Fraai is ook het gedicht met de noten die als commentaar naast de tekst staan. De vlakken waarin de opmerkingen staan zijn groen en ze zijn met groene lijnen verbonden met de tekst. Grafisch vormen gedicht en opmerkingen een mooi geheel. Op de pagina's daarna lijkt het vooral om het lijnenspel te gaan: het beeld lijkt het te winnen van de woorden. 

Ook om dat soort dingen hou ik van deze bundel: vanwege het experimenteren, het proberen. Zoals de natuur niet door hekken is tegen te houden laat de poëzie van Smits zich niet door conventies weerhouden. 

En altijd weer zijn er de zinnen waarbij ik een streepje moet zetten:
jank de laatste melkveehouder
uit zijn tractor
Of over de gestrande potvis Johannes/Johanna:
wij rolden Johannes' beslisboom uit
op het strand
slowcookend onder zijn vet
En natuurlijk haar advies aan de dichters en dus aan zichzelf:
zwaai, smijt met je schrijfhand zinnen tegen de wind
weet dat niemand luister
- bak af
Zoals ik al schreef: ik weet niet of ik alles even goed vind, maar ik word wel door al die gedichten, geprikkeld,  nieuwsgierig gemaakt, aan het denken gezet, uit evenwicht gebracht, geamuseerd. Dat lijkt me genoeg. Meer dan genoeg.

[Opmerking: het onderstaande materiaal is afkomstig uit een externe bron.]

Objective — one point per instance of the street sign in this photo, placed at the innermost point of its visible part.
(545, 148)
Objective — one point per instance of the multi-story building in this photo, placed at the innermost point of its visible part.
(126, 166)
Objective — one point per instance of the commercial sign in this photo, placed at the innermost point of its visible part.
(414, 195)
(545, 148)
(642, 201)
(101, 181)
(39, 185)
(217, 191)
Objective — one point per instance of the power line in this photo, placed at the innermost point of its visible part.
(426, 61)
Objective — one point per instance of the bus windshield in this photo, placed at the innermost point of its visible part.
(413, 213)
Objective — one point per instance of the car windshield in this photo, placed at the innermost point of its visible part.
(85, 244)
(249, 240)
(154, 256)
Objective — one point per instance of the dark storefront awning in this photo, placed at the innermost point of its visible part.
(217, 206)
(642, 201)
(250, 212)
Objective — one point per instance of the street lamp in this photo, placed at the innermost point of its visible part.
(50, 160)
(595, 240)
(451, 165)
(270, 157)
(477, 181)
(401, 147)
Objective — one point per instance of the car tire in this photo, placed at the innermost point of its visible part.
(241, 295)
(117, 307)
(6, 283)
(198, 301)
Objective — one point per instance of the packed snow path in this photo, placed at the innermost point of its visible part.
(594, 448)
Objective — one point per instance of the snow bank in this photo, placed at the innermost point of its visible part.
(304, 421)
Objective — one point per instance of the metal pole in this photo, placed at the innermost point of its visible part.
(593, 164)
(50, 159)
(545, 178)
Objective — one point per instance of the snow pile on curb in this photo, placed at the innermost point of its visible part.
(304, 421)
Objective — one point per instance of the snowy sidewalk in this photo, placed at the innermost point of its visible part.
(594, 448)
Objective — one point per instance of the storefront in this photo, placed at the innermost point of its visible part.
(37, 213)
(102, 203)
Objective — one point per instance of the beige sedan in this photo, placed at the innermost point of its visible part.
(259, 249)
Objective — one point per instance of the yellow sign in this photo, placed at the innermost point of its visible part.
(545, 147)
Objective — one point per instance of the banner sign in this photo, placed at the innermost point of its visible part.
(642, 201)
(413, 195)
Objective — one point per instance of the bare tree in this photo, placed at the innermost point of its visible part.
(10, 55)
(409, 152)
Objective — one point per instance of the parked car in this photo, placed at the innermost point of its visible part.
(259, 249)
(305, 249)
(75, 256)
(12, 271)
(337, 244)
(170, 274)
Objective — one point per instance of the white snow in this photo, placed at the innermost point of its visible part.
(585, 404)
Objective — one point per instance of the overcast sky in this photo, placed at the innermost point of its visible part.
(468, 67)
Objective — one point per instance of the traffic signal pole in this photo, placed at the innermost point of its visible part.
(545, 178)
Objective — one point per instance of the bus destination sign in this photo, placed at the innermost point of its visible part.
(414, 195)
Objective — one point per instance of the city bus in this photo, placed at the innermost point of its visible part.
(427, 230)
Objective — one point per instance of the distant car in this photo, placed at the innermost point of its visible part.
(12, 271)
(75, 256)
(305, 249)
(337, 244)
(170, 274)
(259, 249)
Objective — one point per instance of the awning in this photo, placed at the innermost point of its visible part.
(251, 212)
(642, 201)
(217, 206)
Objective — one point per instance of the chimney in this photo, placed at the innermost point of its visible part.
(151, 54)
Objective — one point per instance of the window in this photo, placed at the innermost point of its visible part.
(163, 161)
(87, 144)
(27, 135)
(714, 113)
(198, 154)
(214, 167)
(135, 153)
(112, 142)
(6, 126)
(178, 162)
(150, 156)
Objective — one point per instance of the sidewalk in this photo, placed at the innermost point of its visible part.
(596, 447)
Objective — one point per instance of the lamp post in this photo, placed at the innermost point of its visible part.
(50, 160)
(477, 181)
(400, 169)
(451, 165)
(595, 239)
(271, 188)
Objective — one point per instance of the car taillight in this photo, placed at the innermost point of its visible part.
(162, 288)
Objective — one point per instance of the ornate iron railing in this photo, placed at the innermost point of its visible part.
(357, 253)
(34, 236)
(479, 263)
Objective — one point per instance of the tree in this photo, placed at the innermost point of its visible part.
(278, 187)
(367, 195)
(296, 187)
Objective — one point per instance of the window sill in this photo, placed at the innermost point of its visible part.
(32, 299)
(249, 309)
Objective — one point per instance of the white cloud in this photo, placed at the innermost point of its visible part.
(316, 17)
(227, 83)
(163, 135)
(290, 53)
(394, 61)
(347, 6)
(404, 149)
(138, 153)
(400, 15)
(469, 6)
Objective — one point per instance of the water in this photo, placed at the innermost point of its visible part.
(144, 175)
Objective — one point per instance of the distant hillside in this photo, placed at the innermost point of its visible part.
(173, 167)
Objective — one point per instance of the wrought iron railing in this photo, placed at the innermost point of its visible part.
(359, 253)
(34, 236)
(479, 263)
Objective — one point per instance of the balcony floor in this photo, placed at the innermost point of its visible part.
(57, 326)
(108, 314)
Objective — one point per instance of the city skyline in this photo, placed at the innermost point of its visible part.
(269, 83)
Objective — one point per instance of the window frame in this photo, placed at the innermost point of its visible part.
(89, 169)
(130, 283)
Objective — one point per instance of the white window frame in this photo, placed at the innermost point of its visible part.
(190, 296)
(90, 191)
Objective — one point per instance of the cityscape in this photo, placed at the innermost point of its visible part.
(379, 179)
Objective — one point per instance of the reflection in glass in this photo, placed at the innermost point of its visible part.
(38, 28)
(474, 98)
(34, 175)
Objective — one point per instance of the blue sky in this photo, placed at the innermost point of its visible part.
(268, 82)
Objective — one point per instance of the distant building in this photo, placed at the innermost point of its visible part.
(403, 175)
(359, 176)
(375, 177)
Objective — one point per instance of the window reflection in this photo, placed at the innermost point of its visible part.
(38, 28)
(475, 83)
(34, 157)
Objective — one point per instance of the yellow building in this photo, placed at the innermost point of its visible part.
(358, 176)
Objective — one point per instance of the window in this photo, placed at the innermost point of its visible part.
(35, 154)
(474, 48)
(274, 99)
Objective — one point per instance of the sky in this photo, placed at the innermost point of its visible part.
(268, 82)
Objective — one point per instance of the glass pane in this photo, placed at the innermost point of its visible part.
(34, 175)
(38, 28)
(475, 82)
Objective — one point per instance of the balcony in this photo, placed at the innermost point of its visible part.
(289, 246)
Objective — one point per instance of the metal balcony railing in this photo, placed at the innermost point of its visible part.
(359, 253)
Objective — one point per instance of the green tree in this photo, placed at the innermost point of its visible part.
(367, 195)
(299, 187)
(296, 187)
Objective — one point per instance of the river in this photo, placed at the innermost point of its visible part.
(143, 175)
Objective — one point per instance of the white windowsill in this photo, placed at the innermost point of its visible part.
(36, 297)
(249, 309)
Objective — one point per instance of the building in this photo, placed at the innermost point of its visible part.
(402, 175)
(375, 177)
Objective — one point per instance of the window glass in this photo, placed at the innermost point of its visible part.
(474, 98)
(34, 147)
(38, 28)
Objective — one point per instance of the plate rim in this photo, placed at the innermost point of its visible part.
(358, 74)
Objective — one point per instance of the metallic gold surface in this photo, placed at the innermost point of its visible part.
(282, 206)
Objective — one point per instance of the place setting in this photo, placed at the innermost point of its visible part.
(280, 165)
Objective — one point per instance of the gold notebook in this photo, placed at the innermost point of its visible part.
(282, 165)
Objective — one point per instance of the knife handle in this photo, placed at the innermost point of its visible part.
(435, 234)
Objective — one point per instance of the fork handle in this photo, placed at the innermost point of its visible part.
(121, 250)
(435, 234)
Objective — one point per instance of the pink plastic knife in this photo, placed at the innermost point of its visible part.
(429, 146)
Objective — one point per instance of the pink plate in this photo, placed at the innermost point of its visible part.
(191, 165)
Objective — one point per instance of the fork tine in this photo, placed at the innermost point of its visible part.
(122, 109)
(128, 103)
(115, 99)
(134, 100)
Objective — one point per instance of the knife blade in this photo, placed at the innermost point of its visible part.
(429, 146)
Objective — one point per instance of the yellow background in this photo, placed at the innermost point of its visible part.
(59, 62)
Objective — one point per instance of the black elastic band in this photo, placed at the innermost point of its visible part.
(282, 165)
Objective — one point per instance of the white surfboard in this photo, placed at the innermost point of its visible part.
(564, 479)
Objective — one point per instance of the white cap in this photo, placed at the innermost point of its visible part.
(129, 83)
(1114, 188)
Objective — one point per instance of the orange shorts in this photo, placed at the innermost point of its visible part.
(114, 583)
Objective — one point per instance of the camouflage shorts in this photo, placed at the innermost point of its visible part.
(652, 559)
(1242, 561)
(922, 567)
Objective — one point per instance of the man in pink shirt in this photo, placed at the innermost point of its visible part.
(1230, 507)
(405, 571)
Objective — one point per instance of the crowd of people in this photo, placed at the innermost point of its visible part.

Maartje Smits, Hoe ik een bos begon in mijn badkamer. Uitg. De Harmonie, Amsterdam 2017, 72 blz. € 17,50

2 opmerkingen:

  1. Hoi Teunis, je hebt een interessante bespreking geschreven, maar deze gedichten lijken mij helemaal niets. Ik heb sowieso niet veel met gedichten, op wat Sinterklaasrijmen en light verse na. Groetjes, Erik

    BeantwoordenVerwijderen
    Reacties
    1. Nee, voor Sinterklaasrijm moet je niet bij Maartje Smits zijn, Erik. Je hoeft de gedichten ook niet te lezen, maar kopen is altijd goed. Daar steun je arme dichters mee.